I don’t necessarily agree with her reading of Carrie. It’s not like Carrie left that bloodbath triumphant, but perhaps that speaks to the danger that could come of taking control of our suffering. Because I do think we may tell these stories as a way of gaining control over our pain. I’ve recently gone through a couple of months of physical therapy, and my therapist told me more than once that I needed to tell her when something hurt, that keeping silent wasn’t going to help me get better. It seems obvious, but aren’t we conditioned to be stoic about our pain, even when telling someone may be the only way to cure it?

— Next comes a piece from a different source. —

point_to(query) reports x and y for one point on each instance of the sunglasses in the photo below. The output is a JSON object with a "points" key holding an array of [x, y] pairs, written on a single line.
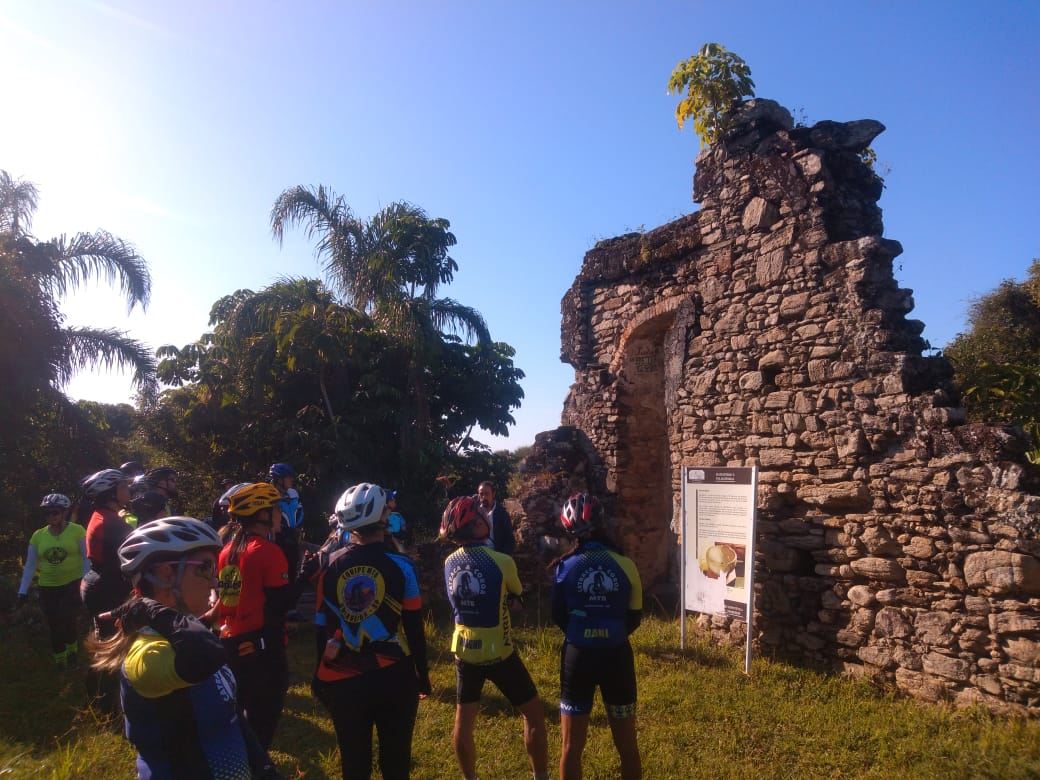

This week has seen multiple women speak up about being physically beaten by a prominent radio personality. In this case, the women kept silent for years because they didn’t think they’d be believed or they wanted to forget it. Jamison notes in this essay that doctors are more likely to give pain medicine to men than to women, discounting women’s pain as “emotional.” Women who say they won’t be heard when they speak may have a point. But maybe telling our stories again and again and again and again and again can become a way of handling the blood. Jamison closes the essay with these words:
The wounded woman gets called a stereotype and sometimes she is. But sometimes she’s just true. I think the possibility of fetishizing pain is no reason to stop representing it. Pain that gets performed is still pain. Pain turned trite is still pain. I think the charges of cliché and performance offer our closed hearts too many alibis, and I want our hearts to be open. I just wrote that. I want our hearts to be open. I mean it.
Maybe we listen to people’s stories of pain because those stories need to be told. And stories that need to be told also need to be heard.